Annotate a VCF with GraphKB¶
A common format for small mutations is the VCF file. There are a number of variants of this format. To help users getting started we have provided this example script of how to convert from a VCF file to the JSON format that the IPR python adapter expects.
We expect users to annotate their VCF files with protein and/or cds HGVS notation prior to this.
Download Files¶
Install¶
To do this we are going to install a couple of common python libraries. We will use pysam to read the vcf file (Pysam - Working with VCF).
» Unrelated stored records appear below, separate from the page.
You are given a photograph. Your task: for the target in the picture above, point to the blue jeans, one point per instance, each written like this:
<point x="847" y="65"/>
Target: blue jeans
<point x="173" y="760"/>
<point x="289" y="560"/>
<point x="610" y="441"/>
!pip install pysam pandas seaborn graphkb
Prepare Canonical Transcripts List¶
First we will read the tabbed biomart export file. This contains a list of gene and transcript IDs for only canonical transcripts. We'll use this to filter annotations in a later step
import pandas as pd
mart_df = pd.read_csv('https://raw.githubusercontent.com/bcgsc/pori/feature/colab-notebooks/demo/mart_export.protein_coding.canonical.txt', sep='\t')
mart_df
In this case we know that the transcripts in our VCF are unversioned so we will store the transcript names without their versions as well for quick access in later steps
mart_df['unversioned'] = mart_df['Transcript stable ID version'].str.split('.').str[0]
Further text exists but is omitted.